ReFACT: A Benchmark for Scientific Confabulation Detection with Positional Error Annotations

ReFACT (Reddit False And Correct Texts) is a benchmark dataset for evaluating how Large Language Models detect, localize, and correct scientific confabulation.

Overview

Scientific confabulation represents a critical challenge in LLM deployment - the generation of fluent, plausible, and contextually appropriate text that is nonetheless factually incorrect. Unlike obvious factual errors, scientific confabulations are subtle, domain-specific, and often require expert knowledge to detect.

The dataset contains 1,001 expert-annotated question-answer pairs spanning diverse scientific domains, enabling fine-grained evaluation of LLMs' factuality capabilities.

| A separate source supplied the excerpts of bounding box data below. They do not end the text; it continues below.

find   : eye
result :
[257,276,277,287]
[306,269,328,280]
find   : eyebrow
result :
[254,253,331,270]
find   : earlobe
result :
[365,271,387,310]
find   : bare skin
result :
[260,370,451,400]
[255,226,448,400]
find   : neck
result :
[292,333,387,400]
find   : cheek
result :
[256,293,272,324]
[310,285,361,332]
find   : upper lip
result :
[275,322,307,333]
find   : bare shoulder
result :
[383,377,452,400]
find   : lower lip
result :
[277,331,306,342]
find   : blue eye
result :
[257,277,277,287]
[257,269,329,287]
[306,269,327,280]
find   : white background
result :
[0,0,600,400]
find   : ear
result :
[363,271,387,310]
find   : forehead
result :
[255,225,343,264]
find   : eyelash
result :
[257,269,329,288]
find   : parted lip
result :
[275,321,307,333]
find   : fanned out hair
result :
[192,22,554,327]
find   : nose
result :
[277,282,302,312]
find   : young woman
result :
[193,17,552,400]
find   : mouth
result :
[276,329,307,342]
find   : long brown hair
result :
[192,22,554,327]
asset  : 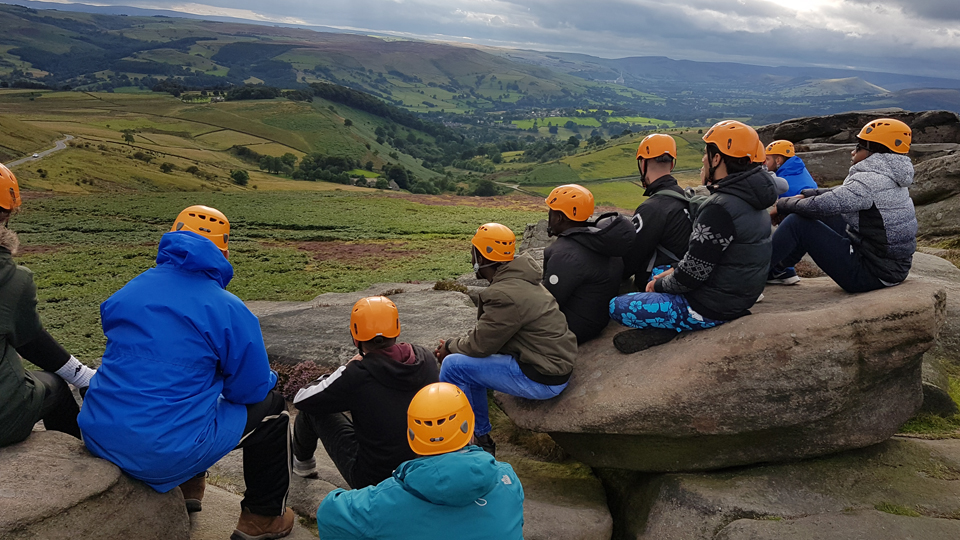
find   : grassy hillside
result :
[0,106,60,163]
[0,5,662,113]
[12,192,544,362]
[0,91,436,193]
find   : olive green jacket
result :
[0,248,43,447]
[447,255,577,385]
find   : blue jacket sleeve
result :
[213,299,277,405]
[317,487,377,540]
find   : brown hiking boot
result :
[180,473,207,513]
[230,508,297,540]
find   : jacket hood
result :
[493,253,543,285]
[359,345,438,390]
[560,212,637,257]
[643,174,683,197]
[0,247,17,287]
[157,231,233,289]
[393,446,500,507]
[850,154,913,187]
[707,165,777,210]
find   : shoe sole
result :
[230,528,293,540]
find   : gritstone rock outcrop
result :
[497,277,946,471]
[0,431,190,540]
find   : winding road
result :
[6,135,73,167]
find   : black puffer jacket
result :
[623,174,693,282]
[293,344,440,489]
[543,213,636,343]
[655,167,777,321]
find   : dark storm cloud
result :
[30,0,960,78]
[851,0,960,21]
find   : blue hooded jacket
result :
[776,156,817,199]
[78,231,277,492]
[317,446,523,540]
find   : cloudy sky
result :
[31,0,960,79]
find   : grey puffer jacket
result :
[777,154,917,284]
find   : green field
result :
[11,192,544,362]
[512,116,674,129]
[0,91,437,193]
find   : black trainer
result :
[476,433,497,457]
[613,328,679,354]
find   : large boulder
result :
[0,431,190,540]
[497,277,945,471]
[910,153,960,239]
[517,219,557,253]
[757,109,960,144]
[248,283,477,368]
[910,154,960,210]
[598,438,960,540]
[797,143,960,187]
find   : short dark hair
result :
[707,143,759,174]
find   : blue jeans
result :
[770,214,884,293]
[440,354,567,437]
[610,292,724,332]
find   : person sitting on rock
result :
[767,118,917,293]
[317,382,524,540]
[293,296,440,489]
[610,120,777,353]
[543,184,636,344]
[764,140,817,198]
[624,133,693,290]
[79,206,295,540]
[0,165,94,448]
[434,223,577,454]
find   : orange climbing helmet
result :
[0,164,23,211]
[407,383,474,456]
[170,204,230,251]
[350,296,400,342]
[764,140,797,158]
[548,184,594,221]
[637,133,677,159]
[857,118,913,154]
[703,120,764,162]
[470,223,517,262]
[753,139,767,163]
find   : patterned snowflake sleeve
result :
[654,204,736,294]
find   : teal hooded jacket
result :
[317,446,523,540]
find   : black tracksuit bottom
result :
[237,390,291,516]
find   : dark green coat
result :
[0,248,43,447]
[447,254,577,385]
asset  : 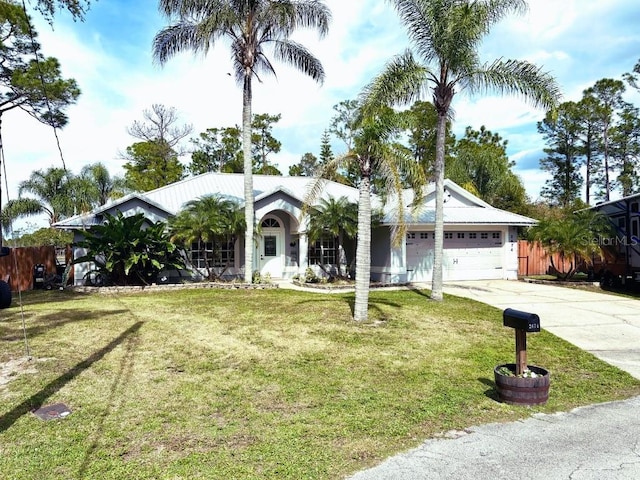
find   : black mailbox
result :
[502,308,540,332]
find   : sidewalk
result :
[288,280,640,480]
[350,397,640,480]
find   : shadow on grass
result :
[0,321,144,433]
[0,309,129,341]
[478,377,500,402]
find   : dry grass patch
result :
[0,290,640,479]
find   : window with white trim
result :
[261,217,280,228]
[309,237,338,265]
[189,241,235,268]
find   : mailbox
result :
[502,308,540,332]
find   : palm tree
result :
[78,162,126,206]
[367,0,560,300]
[309,197,358,276]
[169,195,245,280]
[2,167,90,229]
[153,0,331,283]
[528,209,615,280]
[303,104,425,322]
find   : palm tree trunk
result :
[353,171,371,322]
[242,72,254,283]
[431,113,447,301]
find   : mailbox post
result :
[502,308,540,375]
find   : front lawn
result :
[0,290,640,480]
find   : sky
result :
[1,0,640,230]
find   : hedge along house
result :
[54,173,536,285]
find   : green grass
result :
[0,290,640,480]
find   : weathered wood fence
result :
[518,240,562,276]
[0,246,73,291]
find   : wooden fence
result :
[518,240,562,276]
[0,247,73,291]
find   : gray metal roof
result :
[55,172,537,228]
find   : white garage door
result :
[407,231,504,282]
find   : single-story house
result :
[55,173,536,283]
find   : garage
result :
[406,230,504,282]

Version: v1.0 (September 2025)

Key Features

1,001 expert-annotated samples across 10+ scientific domains
Three evaluation tasks with varying difficulty: Detection, Localization, Correction
Two transformation types: Logical Negation and Entity Replacement
Human-verified quality with multi-annotator consensus
Real-world grounding from r/AskScience community content

Benchmark Results

Even state-of-the-art models struggle significantly with scientific confabulation:

Model	Ind Judgment	Comp Judgment	Neg Local	Ent Local	Ent Correct	Avg Acc
GPT-4o	0.67/0.67	0.60/0.53	0.66/0.57	0.47/0.38	0.28	0.54
Gemma-3-27B	0.71/0.72	0.56/0.54	0.61/0.46	0.46/0.29	0.24	0.52
Llama-3.3-70B	0.67/0.73	0.50/0.39	0.69/0.61	0.13/0.24	0.16	0.43

*Ind Judgment: Independent Detection (Accuracy/F1), Comp Judgment: Comparative Detection (Accuracy/F1), Neg Local: Negation Localization (Accuracy/IoU), Ent Local: Entity Localization (Accuracy/IoU), Ent Correct: Entity Correction (Exact Match), Avg Acc: Average Accuracy across tasks.

Key Findings:

Comparative judgment collapses to near-random performance (48-60%): While models achieve moderate accuracy when judging answers independently (49-71%), they fail to reliably distinguish between factual and confabulated versions when directly compared. This challenges the reliability of LLM-as-Judge paradigms for tasks requiring nuanced factual discrimination.
Domain-specific substitutions are substantially harder to detect than logical negations: Even the best-performing model (GPT-4o) achieves only 47% accuracy on entity localization versus 66% on negation localization. Models struggle to identify subtle terminological errors like "DNA"→"RNA" that require domain expertise in scientific contexts.
Correction remains largely unsolved (0-28% accuracy): Even when error locations are explicitly provided, models cannot reliably generate factual corrections, demonstrating that error detection does not imply understanding.

Quick Start

Option 1: Load from HuggingFace 🤗 (Recommended)

pip install datasets

from datasets import load_dataset

# Load multi-error version (used for LLM experiments in the paper)
dataset = load_dataset('ddz5431/refact')

# Load single-error version (broader granularity for development)
dataset_single = load_dataset('ddz5431/refact', 'single_error')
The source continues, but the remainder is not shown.